He'd graduated from the Imperial Military Academy, though it had been touch and go the last month, with most of his free time spent walking off his myriad sins. He'd won the Martinez award, too, as everyone had predicted. Then, to everyone's shock, Hamilton had finished Ranger School as the Distinguished Honor Graduate. This was no mean feat in a class that size or with competition that fierce. As such, under the regulations, he'd had his choice of branch and chosen Suited Heavy Infantry. He really didn't want to freeze his ass off hunting the northern rebels he still—punishment tours or not—thought of as Canadians.

On the other hand, Hamilton had lost forty pounds in the school, half wrecked his health, and damaged both knees. Fortunately, he'd done non-suited jump school a couple of years prior. Otherwise, he thought, he'd probably not have made it. His knees really were a mess and five hundred deep knee bends followed by a five to seven mile run were not a formula for success.

Fortunately, suits don't jump as a rule. Better, they take a load off my ever-so-fucked up knees.

On its own, the car queried the nearby parking lots and determined that there was a spot reasonably convenient to the building's main entrance. It sent out the signal to claim the spot, then turned left, left again, then right and entered the lot. On its own, it parked, raising the "driver" side door and shutting down the engine. It would secure itself once Hamilton had exited.

Taking only his government issue Mark XVII tactical handheld with him—the thing was light and only seven millimeters by twenty by twenty centimeters, EMP hardened and with holographic screen and virtual keyboard—Hamilton walked as briskly as sore knees would permit from the lot, around the building, and in through the flag-flanked main entrance.

There he was met by a sergeant first class sitting at a desk. The sergeant held out one hand and requested, "Orders, please, sir." Hamilton reached into a breast pocket then withdrew and passed over an identity card. This the sergeant laid down on a gray colored panel. Instantly a scaled down picture of Hamilton appeared above the gray pad, flanked by various copies of orders on one side, and disciplinary and academic records on the other.
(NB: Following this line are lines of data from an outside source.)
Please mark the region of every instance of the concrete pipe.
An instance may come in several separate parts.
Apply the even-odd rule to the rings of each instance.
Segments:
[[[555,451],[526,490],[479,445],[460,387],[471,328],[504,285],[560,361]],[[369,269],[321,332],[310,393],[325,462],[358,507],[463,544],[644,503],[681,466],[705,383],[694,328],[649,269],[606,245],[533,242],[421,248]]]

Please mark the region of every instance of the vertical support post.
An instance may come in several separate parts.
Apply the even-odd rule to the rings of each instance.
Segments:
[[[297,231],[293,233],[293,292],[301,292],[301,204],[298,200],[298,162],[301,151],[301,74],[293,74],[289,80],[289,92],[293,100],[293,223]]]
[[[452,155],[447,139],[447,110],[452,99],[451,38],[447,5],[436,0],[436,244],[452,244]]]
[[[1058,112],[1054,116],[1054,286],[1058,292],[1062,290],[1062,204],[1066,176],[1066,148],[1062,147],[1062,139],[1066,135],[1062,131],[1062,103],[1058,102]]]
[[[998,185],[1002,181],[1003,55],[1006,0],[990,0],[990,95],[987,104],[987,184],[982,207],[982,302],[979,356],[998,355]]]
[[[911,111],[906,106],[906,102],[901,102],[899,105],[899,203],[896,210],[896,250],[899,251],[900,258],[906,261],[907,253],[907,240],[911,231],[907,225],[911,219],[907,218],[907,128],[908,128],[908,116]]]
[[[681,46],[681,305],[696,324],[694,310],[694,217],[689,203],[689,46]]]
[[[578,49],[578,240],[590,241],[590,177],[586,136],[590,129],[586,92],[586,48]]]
"Ohhh," the sergeant said. "You're the Martinez Award winner. We've heard all about you, sir."

Hamilton sighed. Make DHG out of Ranger School and nobody cares. Set a record for walking the Area and nobody forgets.

"Yeah, that was me, Sergeant."

The sergeant—Hamilton saw that his name was Moore—stood and held out his hand. "Sir, if you don't mind, I'd like to shake your hand. I figure nobody who hasn't got what it takes could piss off that many people and still graduate from the IMA."

Flattered, Hamilton shook Moore's hand, but countered, "It isn't like I pissed all those people off deliberately, Sergeant."

"I know, sir. I'm sure you didn't. But when a man has a talent like yours . . . well . . . that talent is just gonna shine through."

"Computer," Moore said.

"Yes, Sergeant Moore?" the machine answered.

"Log this officer in. Do we have his billet?"

"Lieutenant Hamilton is assigned to Room 217, Olson Hall, Sergeant. It is a single with a private bath and maid service. The room has been notified to admit him. His inprocessing schedule has been downloaded to his Mark XVII, along with the academic schedule for the first two weeks."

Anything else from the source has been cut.